Avec la résiliation à tout moment, on peut craindre que « la péréquation entre “bons risques” et “mauvais risques”, mécanisme naturel dans une assurance, ne se [fasse] plus » : je cite ici les propos du Gouvernement, représenté par Mme Agnès Pannier-Runacher devant l’Assemblée nationale, le 2 octobre 2020. La position prise aujourd’hui par le Gouvernement me laisse donc perplexe.

Je me permets d’ailleurs de relever le malaise que nous avons perçu lors des auditions de votre administration, monsieur le ministre, à propos d’un texte sans doute vite rédigé, peut-être bâclé. Ce malaise était partagé également par la fédération France Assureurs, laquelle semble déchirée sur ce sujet, qui n’est pas aussi simple qu’on semble le dire.

La concurrence est d’ores et déjà ouverte pour les bons profils, qui peuvent l’exercer tous les ans, c’est-à-dire très souvent à l’échelle d’un prêt immobilier de vingt ou vingt-cinq ans. Nous devons nous préoccuper des plus fragiles.

Je crains aussi que la résiliation à tout moment n’aboutisse à une multiplication des actions de démarchage, alors même que les démarcheurs en assurance ne suivent pas toujours les bonnes pratiques, comme le rappelle un rapport récent du CCSF. Souhaitons-nous que les Français soient démarchés et harcelés ? Je n’en suis pas certain.

Nous avons donc proposé de revenir au compromis de la loi ASAP, c’est-à-dire d’accélération et de simplification de l’action publique, compromis voté par les deux assemblées. La date de résiliation sera parfaitement claire et connue des emprunteurs, car ceux-ci seront informés chaque année de leur droit de résiliation, comme l’a prévu la commission des affaires économiques.
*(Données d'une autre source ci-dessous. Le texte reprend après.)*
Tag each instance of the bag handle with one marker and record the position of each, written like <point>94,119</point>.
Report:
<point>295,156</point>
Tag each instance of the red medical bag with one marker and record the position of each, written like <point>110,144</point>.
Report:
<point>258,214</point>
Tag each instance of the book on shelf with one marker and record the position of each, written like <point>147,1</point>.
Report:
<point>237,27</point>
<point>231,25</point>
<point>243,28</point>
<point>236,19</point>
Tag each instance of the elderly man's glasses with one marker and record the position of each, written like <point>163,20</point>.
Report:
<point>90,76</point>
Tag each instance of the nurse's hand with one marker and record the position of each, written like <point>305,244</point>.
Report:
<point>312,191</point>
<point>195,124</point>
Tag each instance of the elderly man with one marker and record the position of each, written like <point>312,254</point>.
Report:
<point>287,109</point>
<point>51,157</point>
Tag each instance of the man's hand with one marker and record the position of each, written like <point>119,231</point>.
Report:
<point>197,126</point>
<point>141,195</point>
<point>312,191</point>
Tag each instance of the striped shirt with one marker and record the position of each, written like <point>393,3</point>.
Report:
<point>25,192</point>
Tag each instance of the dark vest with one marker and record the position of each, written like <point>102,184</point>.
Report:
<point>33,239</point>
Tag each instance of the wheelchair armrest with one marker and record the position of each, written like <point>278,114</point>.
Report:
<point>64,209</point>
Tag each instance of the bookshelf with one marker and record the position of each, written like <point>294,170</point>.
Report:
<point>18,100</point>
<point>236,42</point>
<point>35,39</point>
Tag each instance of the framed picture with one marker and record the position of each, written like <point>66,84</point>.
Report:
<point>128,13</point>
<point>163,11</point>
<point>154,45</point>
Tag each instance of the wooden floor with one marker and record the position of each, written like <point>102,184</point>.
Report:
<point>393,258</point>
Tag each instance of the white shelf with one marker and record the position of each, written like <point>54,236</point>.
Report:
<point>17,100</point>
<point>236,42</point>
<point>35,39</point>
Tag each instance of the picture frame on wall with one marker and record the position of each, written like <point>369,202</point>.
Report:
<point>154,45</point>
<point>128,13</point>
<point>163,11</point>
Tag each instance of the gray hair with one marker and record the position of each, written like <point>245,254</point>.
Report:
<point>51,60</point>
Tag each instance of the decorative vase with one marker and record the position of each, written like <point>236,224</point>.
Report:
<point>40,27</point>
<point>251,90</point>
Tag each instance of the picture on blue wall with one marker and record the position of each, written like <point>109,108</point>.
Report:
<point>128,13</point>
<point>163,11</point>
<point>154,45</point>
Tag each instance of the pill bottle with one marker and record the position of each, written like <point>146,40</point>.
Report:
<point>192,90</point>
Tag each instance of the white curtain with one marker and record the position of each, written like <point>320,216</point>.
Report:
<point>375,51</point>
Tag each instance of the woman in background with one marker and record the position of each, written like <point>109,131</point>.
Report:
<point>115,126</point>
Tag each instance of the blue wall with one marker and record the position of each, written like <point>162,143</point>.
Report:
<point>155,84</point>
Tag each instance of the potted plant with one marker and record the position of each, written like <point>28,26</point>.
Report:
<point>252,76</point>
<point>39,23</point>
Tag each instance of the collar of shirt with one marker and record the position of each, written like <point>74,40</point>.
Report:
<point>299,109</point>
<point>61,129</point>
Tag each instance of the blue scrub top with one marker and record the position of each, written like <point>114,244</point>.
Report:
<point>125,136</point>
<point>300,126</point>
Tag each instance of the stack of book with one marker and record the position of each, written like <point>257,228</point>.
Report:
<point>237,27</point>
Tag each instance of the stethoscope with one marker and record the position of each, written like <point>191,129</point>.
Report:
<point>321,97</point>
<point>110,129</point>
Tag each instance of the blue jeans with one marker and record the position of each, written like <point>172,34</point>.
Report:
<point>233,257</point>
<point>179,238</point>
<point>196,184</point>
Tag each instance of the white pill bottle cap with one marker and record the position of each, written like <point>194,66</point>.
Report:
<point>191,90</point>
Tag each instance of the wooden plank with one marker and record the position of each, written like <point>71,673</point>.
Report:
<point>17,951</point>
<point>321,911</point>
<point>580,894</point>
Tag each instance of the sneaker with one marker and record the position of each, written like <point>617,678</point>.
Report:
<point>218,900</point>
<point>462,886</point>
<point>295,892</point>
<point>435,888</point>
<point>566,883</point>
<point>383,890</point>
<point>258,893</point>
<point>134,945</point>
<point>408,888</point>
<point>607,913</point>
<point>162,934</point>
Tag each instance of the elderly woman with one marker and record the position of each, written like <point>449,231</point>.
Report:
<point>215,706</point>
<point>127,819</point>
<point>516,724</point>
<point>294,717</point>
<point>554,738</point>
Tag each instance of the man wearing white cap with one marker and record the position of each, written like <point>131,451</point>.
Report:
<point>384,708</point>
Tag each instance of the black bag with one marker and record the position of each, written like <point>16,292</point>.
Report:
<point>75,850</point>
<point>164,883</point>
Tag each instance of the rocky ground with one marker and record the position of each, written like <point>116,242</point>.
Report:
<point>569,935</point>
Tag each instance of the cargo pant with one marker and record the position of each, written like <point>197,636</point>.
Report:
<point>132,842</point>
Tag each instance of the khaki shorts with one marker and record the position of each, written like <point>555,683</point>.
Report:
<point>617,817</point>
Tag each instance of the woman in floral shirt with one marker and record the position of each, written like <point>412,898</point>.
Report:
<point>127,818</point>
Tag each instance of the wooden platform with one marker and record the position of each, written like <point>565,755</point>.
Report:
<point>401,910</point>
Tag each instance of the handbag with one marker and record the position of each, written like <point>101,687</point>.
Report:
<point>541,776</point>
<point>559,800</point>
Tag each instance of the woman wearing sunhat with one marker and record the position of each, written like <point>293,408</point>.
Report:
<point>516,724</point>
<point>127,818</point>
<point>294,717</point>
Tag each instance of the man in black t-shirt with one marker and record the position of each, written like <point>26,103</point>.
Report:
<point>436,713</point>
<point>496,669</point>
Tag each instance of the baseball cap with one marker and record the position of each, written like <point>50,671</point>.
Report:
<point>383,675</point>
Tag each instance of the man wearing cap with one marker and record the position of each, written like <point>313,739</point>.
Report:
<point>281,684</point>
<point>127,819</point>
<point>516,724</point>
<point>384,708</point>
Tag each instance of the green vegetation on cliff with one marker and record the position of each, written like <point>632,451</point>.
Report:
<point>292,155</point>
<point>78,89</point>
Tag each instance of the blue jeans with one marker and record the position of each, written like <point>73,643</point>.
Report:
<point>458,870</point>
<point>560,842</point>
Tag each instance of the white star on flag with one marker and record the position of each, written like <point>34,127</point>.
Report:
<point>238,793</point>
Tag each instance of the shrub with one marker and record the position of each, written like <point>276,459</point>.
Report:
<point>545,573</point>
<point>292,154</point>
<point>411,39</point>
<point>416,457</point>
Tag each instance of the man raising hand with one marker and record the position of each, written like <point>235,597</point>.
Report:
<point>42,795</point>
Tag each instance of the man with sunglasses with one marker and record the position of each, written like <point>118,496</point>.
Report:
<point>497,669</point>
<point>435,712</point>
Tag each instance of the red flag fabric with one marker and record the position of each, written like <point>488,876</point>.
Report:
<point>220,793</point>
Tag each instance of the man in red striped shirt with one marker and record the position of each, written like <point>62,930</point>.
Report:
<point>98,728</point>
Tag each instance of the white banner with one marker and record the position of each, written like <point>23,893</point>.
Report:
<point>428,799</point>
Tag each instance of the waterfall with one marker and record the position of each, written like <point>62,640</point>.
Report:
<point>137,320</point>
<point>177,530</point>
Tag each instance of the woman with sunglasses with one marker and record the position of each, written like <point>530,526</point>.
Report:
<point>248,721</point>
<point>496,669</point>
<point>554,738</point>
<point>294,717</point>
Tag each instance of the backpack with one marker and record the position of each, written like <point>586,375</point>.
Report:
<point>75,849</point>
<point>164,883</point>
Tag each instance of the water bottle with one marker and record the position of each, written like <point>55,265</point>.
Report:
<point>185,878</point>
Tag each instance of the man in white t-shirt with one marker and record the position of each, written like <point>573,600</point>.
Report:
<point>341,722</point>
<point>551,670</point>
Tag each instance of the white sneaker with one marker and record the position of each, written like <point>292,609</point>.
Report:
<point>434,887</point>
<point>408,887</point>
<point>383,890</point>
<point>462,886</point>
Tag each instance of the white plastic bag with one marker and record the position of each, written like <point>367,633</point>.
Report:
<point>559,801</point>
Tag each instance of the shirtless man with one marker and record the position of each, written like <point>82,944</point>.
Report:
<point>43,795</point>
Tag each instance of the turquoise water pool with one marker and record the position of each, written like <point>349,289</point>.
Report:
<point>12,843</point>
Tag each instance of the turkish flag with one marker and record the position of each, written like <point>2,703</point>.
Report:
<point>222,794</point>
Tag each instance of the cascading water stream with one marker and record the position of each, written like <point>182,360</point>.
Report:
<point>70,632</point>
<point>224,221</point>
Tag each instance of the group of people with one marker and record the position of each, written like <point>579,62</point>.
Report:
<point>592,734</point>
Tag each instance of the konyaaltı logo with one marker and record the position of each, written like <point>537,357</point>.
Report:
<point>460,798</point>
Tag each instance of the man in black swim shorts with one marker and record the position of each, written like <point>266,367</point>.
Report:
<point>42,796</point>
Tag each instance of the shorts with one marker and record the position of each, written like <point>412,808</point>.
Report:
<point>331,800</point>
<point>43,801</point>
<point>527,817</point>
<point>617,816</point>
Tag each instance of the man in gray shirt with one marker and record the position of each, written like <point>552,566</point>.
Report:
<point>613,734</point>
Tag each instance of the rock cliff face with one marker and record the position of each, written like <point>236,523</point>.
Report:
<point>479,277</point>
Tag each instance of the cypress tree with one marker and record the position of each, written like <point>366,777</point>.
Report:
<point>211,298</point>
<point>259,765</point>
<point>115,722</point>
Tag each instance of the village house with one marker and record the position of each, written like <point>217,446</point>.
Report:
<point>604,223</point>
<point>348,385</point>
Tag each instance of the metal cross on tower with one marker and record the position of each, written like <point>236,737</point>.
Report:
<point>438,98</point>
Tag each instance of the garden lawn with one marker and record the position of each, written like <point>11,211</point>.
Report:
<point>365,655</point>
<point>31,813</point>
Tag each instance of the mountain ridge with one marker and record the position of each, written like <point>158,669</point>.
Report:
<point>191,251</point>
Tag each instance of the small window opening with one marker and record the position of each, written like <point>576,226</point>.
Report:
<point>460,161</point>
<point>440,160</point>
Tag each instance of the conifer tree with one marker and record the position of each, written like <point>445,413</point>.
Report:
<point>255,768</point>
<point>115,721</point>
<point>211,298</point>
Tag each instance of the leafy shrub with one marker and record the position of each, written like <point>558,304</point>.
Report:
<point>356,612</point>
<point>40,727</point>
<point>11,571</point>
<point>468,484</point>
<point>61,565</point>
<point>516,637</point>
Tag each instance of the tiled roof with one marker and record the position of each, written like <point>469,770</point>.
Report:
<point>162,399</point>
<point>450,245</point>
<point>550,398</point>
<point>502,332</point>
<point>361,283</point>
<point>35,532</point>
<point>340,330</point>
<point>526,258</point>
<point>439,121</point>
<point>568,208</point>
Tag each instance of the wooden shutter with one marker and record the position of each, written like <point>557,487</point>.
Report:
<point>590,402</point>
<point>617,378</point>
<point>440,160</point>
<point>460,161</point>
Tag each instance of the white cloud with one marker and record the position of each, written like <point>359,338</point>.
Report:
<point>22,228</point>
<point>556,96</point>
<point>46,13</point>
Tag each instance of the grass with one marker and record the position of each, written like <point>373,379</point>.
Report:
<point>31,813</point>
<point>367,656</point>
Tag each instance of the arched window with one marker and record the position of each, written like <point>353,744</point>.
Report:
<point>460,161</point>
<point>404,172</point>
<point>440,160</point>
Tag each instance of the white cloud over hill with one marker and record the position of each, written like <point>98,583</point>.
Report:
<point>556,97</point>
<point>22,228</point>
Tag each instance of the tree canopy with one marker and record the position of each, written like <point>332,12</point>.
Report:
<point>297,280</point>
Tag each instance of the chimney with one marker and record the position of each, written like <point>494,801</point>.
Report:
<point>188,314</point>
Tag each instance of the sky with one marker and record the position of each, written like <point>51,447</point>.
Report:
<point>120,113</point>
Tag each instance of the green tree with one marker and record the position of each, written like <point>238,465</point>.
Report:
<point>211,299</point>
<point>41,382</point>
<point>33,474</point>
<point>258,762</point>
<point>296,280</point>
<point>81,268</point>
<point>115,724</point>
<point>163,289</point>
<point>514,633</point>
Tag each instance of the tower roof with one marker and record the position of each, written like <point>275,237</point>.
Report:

Le texte de la proposition de loi, tel qu’il a été enrichi par l’examen en commission, permettra ainsi de réduire très fortement les risques de manœuvres dilatoires de la part des prêteurs.

Nous avons l’occasion de supprimer les injustices dont certains font l’objet en fonction de leur état de santé et de préserver un bon niveau de mutualisation. Nous sommes contre la dérégulation, monsieur le ministre, et nous sommes favorables à la mutualisation. Tel est mon état d’esprit et la position qui a été prise par la commission des finances.